Future work exists for both of the proposed algorithms. The first approach is a frequent pattern approach for role engineering and this can be extended to identify closed or maximal frequent itemsets. This reduce the number of generated candidate permission sets. Using this approach would also eliminate the need for removing roles that were not explicitly assigned to any users. Results returned from frequent closed permission set mining could then be used to produce the role hierarchy.
The second algorithm is the graph optimisation approach and can be tested using different optimisation rules with different metrics. Doing so may identify interesting properties of each algorithm.
Both of these approaches can also be tested on more data. The current project is being sponsored by CA (formerly Computer Associates). CA has provided some policy data that provides information on users and access rights from large corporations. Investigations on actual permission data can be done to justify the practicality of our proposed approaches. This testing on CA gathered data for extraction of roles from real companies may involve the creation of a more general purpose prototype that moves the theoretical ideas of the project onto some more solid practical foundations.
While practical applications of the algorithms are important, more testing on theoretical foundations also need to be done. This requires a large set of synthetic test data. This test data can be generated artificially by creating permissions, users and roles in a RBAC model and extracting the direct user permission relationships. This data can then be manipulated by different algorithms in the attempt to recreate the original artificial RBAC model with users, permissions and roles.
The lack of sufficient test data needs to be addressed within the whole area of role engineering, not just for our algorithms. One of the future goals of this project is to create this large synthetic data test suite. This data can be used for our testing to verify our algorithms.

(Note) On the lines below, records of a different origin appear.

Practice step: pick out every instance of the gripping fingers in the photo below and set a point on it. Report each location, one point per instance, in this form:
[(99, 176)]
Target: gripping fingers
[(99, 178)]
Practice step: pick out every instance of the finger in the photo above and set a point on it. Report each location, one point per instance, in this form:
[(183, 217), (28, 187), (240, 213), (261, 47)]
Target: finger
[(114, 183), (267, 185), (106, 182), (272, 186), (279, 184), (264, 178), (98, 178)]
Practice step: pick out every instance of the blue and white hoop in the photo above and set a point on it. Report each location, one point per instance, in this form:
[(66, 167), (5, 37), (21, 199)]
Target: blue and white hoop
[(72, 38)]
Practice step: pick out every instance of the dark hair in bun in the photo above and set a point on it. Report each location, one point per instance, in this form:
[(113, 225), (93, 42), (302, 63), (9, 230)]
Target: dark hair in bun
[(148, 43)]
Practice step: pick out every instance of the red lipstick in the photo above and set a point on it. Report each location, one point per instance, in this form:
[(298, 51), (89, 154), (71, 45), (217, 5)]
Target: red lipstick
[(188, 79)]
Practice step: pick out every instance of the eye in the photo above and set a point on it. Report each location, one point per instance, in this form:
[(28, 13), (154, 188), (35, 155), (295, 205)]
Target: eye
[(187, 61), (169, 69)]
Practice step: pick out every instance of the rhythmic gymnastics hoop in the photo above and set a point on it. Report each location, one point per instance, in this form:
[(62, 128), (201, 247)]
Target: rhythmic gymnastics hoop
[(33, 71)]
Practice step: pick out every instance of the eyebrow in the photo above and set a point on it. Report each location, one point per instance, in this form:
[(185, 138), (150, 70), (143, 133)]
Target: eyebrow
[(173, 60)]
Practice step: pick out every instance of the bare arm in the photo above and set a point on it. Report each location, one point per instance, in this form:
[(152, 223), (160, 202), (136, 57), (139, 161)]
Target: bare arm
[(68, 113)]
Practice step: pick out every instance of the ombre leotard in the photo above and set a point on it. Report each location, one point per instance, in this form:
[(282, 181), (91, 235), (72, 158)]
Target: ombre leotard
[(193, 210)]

The data can also be made available to other researchers in role engineering to test their algorithms.
The result of such a publicly available test suite is a set of results that are comparable. Different approaches on a comprehensive comparison technique can be proposed. One such technique is to place each result into a graph and compare subtree sections. Another proposal can be to create an algorithm that can map from one RBAC infrastructure to another for comparison.
The majority of existing algorithms assume clean noiseless data. Our proposed frequent pattern approach deals with incorrect assignments to an extent but analysis of access logs can further our clean our data. Preprocessing algorithms may involve analysis of access logs to removing inactive permissions before bottom up role engineering algorithms are performed.
The improvement of previous approaches and the creation of pre and post processing for the role engineering techniques will be our main focus for future research in this project.
The intention is to convert the current Masters by Research into a PhD. A department seminar has been given and approval has been granted by the research committee. Due to the conversion, final thesis preparation will occur during 2009 for the new PhD thesis deadline.